Мне показалось, что мое присутствие уже совсем не обязательно, и я вышла в коридор, утаскивая ведро, тазики, тряпки и пылесос. Вслед мне раздалось:
– Девушка! Наташа! Я даже вас конфетами не угостил! Вернитесь!
Я приоткрыла дверь, отозвалась:
– Спасибо! Не надо! В другой раз!
Там, в коридоре, в это самое время разыгрывалась громкая, величавая сцена. В раскрытую дверь одной из квартирок грузчики вносили старинный шкаф, блестевший медными загогулинами. Затем последовала широченная двуспальная кровать, два мягких кресла сиреневой кожи, круглый стол на одной толстой ножке... А когда были внесены большие и маленькие коробки - появилась, наконец, и хозяйка всего этого добра в сопровождении Виктора Петровича, который любезно поддерживал её за локоть и уверял:
– Тишина обеспечена, Софья Борисовна. Окна выходят в зелень.
– Стало быть, солнца не будет?
– старая дама в длинном темно-лиловом платье с вырезом каре произнесла этот вопрос надменно и неподкупно.
– Что вы, что вы, и солнце, и зелень... там сирень... второй этаж, наш лучший этаж, где все примерно одного возраста... воспоминаний... привычек... цвет интеллигенции, - семенил голосом Виктор Петрович.
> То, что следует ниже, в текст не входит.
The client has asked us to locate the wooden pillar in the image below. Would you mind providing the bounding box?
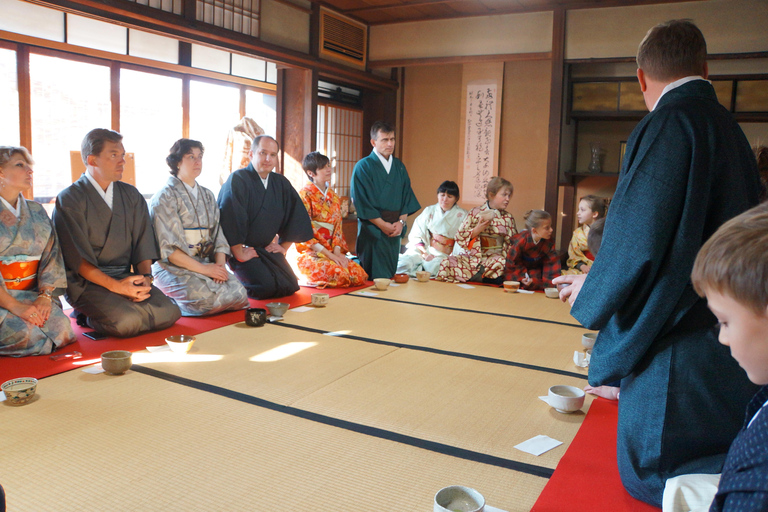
[277,68,317,188]
[544,8,570,240]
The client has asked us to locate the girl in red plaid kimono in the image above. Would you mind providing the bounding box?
[504,210,560,290]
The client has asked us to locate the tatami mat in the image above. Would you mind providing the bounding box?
[0,372,546,512]
[0,282,591,512]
– Будьте любезны... Не знаю, насколько удачно... с двуспальной кроватью... не тесновато ли будет...
– Нет. Я скорее лишусь части окружающего пространства, чем возможности спать на широком... Привычка, знаете ли...
"Боже мой!
– подумала я.
– Сколько на вас, мадам, драгоценностей! И вы даже не догадываетесь, куда рискнули прийти..."
Голос старой дамы в высокой прическе из легких, взбитых словно сливки, седых волос, оставался величественным:
– Голубчик! Разве я могла когда-нибудь помыслить, что буду жить в казенном доме! Моя доверчивость меня и доконала... Я поверила этому супержулику Мавроди... Он разорил меня, я отнесла в его жульническую контору все свои накопления! Все, все, что имела! Это теперь я стала умная. Но поздно!